In an interview with The Hill Tuesday, Duckworth called the measure in question, the Drinking Water and Wastewater Infrastructure Act of 2021, “the backbone of all the water infrastructure in this larger bill.” The provision includes $15 billion in direct payments to the Drinking Water State Revolving Fund for Lead Service Line Replacement, which Duckworth told The Hill is “historic.”
Grant funds allocated for similar purposes in the past were never replenished after they were exhausted, Duckworth said, and as a result, “you’ve got all of these municipalities, all of these states, with water projects, but because that fund was never authorized at a higher level, it never has enough money to fund all the projects.”
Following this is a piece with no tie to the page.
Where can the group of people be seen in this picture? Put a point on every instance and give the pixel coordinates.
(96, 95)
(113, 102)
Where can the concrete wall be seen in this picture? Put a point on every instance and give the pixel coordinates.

The direct payments in the bill, Duckworth added, will mean “you’re going to see a difference made in people’s lives every day” as soon as the beginning of 2022. She pointed to communities like Cahokia Heights, Ill., the site of ongoing sewer issues to which it has already committed $30 million. “The local community has been asking for help, there’s a grant request in there — that’ll get funded and you’re going to see the project move right away,” she said.
Duckworth, the first woman wheelchair user elected to Congress, noted that fixing gaps in the nation’s water infrastructure are vital to disability justice as well.
“You’re talking about communities that in many cases already are vulnerable to health issues,” she said. “With the wastewater piece, that really becomes oftentimes an environmental justice issue ... if you live in an environmental justice community, your municipality has never been able to raise the money to do this.”
“Anything that affects people’s health in a negative way is exponentially more harmful to members of the disability community,” she added. “Whether it’s water, whether it’s access to trains, whether it’s an ability to move around freely on all of our infrastructure.”
Biden himself highlighted provisions in the bill replacing all lead pipes in the country in a signing ceremony Monday. Lead contamination of drinking water has become a more visible environmental issue in recent years because of the ongoing fallout from the Flint, Mich., water crisis, which exposed about 99,000 residents to lead. A Michigan judge approved a $626 million settlement in the case last week.